It is typically valid on a short-term basis because over longer periods of time, it is virtually inevitable that other factors of production will also change in one way or another.

The law of diminishing marginal returns states that adding to inputs will eventually lead to a negative impact on outputs. For it to be valid, some assumptions need to be made:

  • All the technology involved is constant. Changing the technological tools used in production would change the marginal and average cost and value of a product. This would negate the premises of the law of diminishing returns by changing more than one production variable.
     
  • Outputs must not vary proportionately. Only one input must vary, while others remain constant at all times. This eliminates production situations where some or all inputs vary proportionately to each other.

The stages of diminishing returns:

When all the prerequisites are met, meaning that one input varies while all others stay the same, the law of diminishing returns states that production efficiency will go through three stages:

Stage 1: Increasing returns

Initially, adding to one production variable is likely to improve the output, as the fixed inputs are in abundance compared to the variable one. Therefore, adding more units of the variable factor will use the fixed factors more efficiently and increase production.

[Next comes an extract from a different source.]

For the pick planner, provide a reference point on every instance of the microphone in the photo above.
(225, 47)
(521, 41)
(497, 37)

Stage 2: Diminishing returns

As more units of the variable factor are added, the overall production will continue to increase. However, during this stage, the total product increases at a continuously decreasing rate. This process culminates with the product reaching its maximum value, meaning that the marginal product becomes zero. Optimum production is set somewhere within this stage. Adding more units of the variable factor after this point will lead to the overall output starting to diminish.

Stage 3: Negative returns

Excessively adding to the variable input after the point of optimum production will eventually lead not only to a decrease in efficiency but even to a negative return of production. The excess in the variable factor now hurts the whole production process.